We are building a front-end web application based on speckle. The client asked some questions regarding #security of their data that will be stored in the #specklexyz server. So I tried to collect some information but unfortunately I did not find much that could clear my doubts.
How the app works:
I’ve initially followed this guide.
The user lend on the app and authorize the app on speckle using the token exchange the guide suggests.
From now on the app act on behalf of the user and it has read-write permissions.
- The user see all the speckle projects, and he’s asked to choose one.
- The user can download some models from different branches into the app
- The user will interact with these models (they won’t be modified) and create some data
- The user can now save the project and the app does the following:
a. create a dedicated branch on the project if not present
b. create a speckle object and commit the data on the dedicated branch
- The user has now saved it’s work. Next time he choose the same project he can choose (from the dedicated branch) which version of the last saves to load, and continue the project.
Long story short: we are using speckle.xyz as database for the app, saving there the project data as primary cloud storage.
The user is mainly worried about:
- “what if speckle is down?” ( → we can skip this one, since I’m aware that speckle is 99.999% online and reliable)
- “what if I’m hacked and I loose all my work?”

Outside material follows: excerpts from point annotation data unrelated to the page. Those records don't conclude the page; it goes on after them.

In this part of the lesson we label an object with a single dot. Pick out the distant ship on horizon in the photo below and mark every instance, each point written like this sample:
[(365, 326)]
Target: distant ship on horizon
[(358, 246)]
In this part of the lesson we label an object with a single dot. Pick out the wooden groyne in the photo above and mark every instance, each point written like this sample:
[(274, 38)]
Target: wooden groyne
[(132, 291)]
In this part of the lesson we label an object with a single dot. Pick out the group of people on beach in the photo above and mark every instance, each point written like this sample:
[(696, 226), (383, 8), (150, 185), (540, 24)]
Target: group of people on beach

They are not worried about data being stolen (not sensible data really) but mainly being locked out from their data and be blocked on their work.
My “dumby” questions are:
- What happen if someone steal the app access token from the local storage of the laptop of the client?
- What happen if someone steal also the speckle credentials of the user?
- Can a malicious attack encrypt the data of one user on your servers? (This probably not, but I just drop the question…)
- Can a user get back to his account if someone else manage to get in and change password?
- Any best practice to share streams between users to prevent bad thing happening if just one user is hacked?
- Anything else can go possibly wrong?